[hibernate-dev] Contributing to OGM / Cassandra

Fri Aug 22 12:25:44 EDT 2014

On Thu 2014-08-07  9:10, John Worrell wrote:
> Hi Emmanuel et al.,
> 
> My apologies for the log radio silence. I've taken a look at the code-base
> on Jon Halliday's repo, and have set up a nick on freenode - #jlesinge.

No worries I was on holidays.
And you email was the few lucky ones that I had to delay as it required
thinking ;)

> 
> On the time-series question I was wondering how you envisaged the data
> stored: I tend to think of a single row under an primary key with an
> object-instance per column. Now what we have typically done (generally the
> data has been immutable) is to store the data serialized as a blob (JSON or
> XML), but I understand you do not favour this approach. With this sort of
> model I imagine the collection is then all the objects stored in the row,
> and the challenge is to page through the objects in the row.

Actually it is one of the valid strategies.
If I understand you well, you want to create:

- one row per time series generating object (say a thermometer)
- the column names of that row would be a timestamp of time at bay
- the value would be a JSON structure containing the data at bay for
  that specific time.

That is one of the valid approach. But I think we need to support
several:

- simple column if the data is literally a single element (temperature)
- JSON structure for more complex data per time event
- key pointing to the detailed data somewhere else in the cluster

The latest would be done in two phases, you load all the keys you are
interested in matching your time range and then do a multiget of sort to
load the data.

It seems datastax tends to recommend 1 or 2 (denormalization FTW).

I don't know but there is also the notion of super column which is a
grouping of columns that might also address our composite problem
assuming they can be used for dynamic column families.

http://www.datastax.com/dev/blog/advanced-time-series-with-cassandra
http://planetcassandra.org/blog/post/getting-started-with-time-series-data-modeling/
http://www.datastax.com/docs/1.0/ddl/column_family

> 
> An approach we have often taken is to create multiple copies of data in
> different (obviously works well only for immutable objects) or better to

Yes, that is a feature that I would like OGM to automate for the user.
It declaratively defines the denormalization approaches he wants and the
engine does the persistence.
Next the query engine uses that knowledge to find the best path (or only
possible path in the case of Cassandra :) )

> create a table of keys to a main table where in either approach the
> row-keys are effectively a foreign-key and there is column per  object
> associated through the foreign-key.

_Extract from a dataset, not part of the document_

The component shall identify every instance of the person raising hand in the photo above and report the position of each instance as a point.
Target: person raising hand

Another approach though might be to use
> a column with type list (or set, or map) to contain keys to the associated
> objects - this would be a little like the extensions Oracle have for
> mapping 1-* associations, though with the caveat that a column of
> collection type may only contain 64k elements. I wondered if some though
> had been given to this strategy (which I must admit I have not yet used
> myself).

I am not aware of that approach.

> 
> It seems very likely that different mapping strategies should be
> specifiable, but then I have still to understand how these might fit with
> treiid.

Forget Teiid for now. We will likely start with the HQL->Walker and do
our own proto query engine before layering Teiid.

> 
> Can I ask about assumptions: is it fair to assume that for Cassandra, OGM
> will target only CQL 3 (which means Cassandra 2 or maybe 1.2)? This would
> certainly make life simpler.

Yes that's fine.

> 
> An issue I don't see addressed is the choice of consistency-level (read or
> write) and I wondered if there was a plan for this? Assumptions can be made
> on a per table basis, but, certainly for ad hoc queries, it is important
>  think to have the flexibility to specify on a per-query basis.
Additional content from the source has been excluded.